Speech Analysis

Understanding relevant speech features to characterize the potential onset of Alzheimer's Disease

Alzheimer's Disease is a neurodegenerative disorder that causes progressive damage to the brain. As the disease progresses, it affects cognitive abilities, including memory, language, and communication.

Therefore, analyzing speech can help to detect potential cognitive decline, that can lead to the onset of Alzheimer's Disease.

More specifically, research shows that linguistic and acoustic features from speech can be used as potential biomarkers for the early detection of Alzheimer's Disease. Changes in these features can indicate cognitive decline, and tracking these changes over time allows for monitoring the disease progression.

The following work has been conducted on the training set of the ADReSSo Challenge 2021, that consists of 166 speech recordings, where 79 healthy control and 87 "Probable Alzheimer's Disease" participants perform the Cookie Theft picture description task.

Linguistic Features

Linguistic features of speech refer to the specific characteristics of language used to understand how people communicate, like word choice or sentence structure. 

Lexical Diversity

People with Alzheimer's Disease tend to speak with a more limited range of words than before, since the disease affects their ability to remember and use different words.
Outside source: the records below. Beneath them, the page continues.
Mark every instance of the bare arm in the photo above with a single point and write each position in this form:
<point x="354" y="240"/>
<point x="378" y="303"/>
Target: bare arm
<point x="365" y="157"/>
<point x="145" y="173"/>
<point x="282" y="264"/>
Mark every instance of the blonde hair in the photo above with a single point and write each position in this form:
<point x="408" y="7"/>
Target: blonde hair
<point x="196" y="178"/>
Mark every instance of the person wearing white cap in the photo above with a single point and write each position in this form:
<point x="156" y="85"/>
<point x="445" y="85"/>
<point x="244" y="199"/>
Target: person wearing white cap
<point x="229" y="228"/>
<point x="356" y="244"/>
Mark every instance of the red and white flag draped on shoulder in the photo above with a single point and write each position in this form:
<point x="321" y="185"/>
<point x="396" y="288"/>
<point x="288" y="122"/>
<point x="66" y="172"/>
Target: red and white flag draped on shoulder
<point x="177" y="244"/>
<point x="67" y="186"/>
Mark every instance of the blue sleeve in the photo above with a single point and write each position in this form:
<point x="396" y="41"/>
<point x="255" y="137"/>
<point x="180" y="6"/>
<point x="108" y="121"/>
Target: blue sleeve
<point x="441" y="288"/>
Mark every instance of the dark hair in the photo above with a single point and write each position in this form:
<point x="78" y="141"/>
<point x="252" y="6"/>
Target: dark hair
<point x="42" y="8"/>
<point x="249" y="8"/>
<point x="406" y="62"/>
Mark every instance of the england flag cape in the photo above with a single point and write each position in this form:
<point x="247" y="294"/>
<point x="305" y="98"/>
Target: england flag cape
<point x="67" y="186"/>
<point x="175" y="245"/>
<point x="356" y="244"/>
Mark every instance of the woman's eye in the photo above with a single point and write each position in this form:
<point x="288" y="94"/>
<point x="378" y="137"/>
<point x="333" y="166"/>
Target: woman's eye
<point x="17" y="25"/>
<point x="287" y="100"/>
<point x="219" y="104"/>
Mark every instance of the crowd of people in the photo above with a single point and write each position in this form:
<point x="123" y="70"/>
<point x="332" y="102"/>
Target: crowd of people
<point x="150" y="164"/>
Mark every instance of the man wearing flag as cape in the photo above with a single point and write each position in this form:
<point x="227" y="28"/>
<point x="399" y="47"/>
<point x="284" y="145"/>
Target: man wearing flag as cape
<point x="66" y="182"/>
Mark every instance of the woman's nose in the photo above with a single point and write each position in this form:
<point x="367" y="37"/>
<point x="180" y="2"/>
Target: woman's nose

Lexical diversity can be measured by counting the number of different words used in produced speech. Individual affected by Alzheimer's Disease may have a lower number of unique words than healthy control people.

Figure 1 - Boxplots of number of unique words in the picture description task to evaluate lexical diversity, for both Control and AD subjects. Control speech has an average numbere of unique words of 53.18 (standard deviation: 20.81), while AD speech has an average of 41.61 (standard deviation: 17.26).

Sentiment Expression: Valence & Arousal

Individuals with Alzheimer's Disease can experience a blunting of affect, which can lead to a reduction of expressed sentiments. This may result in less emotionally charged descriptions: speech can show reduced valence and arousal expression.

Valence refers to the positive or negative emotional content of a stimulus, while arousal refers to the intensity associated with an emotion (e.g. excitement). Since brain regions involved in emotion regulation and processing can be affected by Alzheimer's Disease, the expression or experience of a full range of emotion can become more challenging. Therefore, individuals with Alzheimer's Disease can show reduced emotional reactivity e.g. less valence and arousal expression.

Figure 2 - Sentiment Analysis boxplots of valence (left) and arousal (right) expression scores, for both Control and AD subjects. Control speech has an average valence expression of 0.52 (standard deviation: 0.06), while AD speech has an average of 0.49 (standard deviation: 0.08). Regarding arousal, control speech has an average neutrality of 0.53 (standard deviation: 0.06), while AD speech has an average of 0.49 (standard deviation: 0.08).

Nouns VS Pronouns Usage

As Alzheimer's Disease progresses, individuals may experience increasing difficulties with word retrieval and entity naming, which can result in using fewer nouns and more pronouns.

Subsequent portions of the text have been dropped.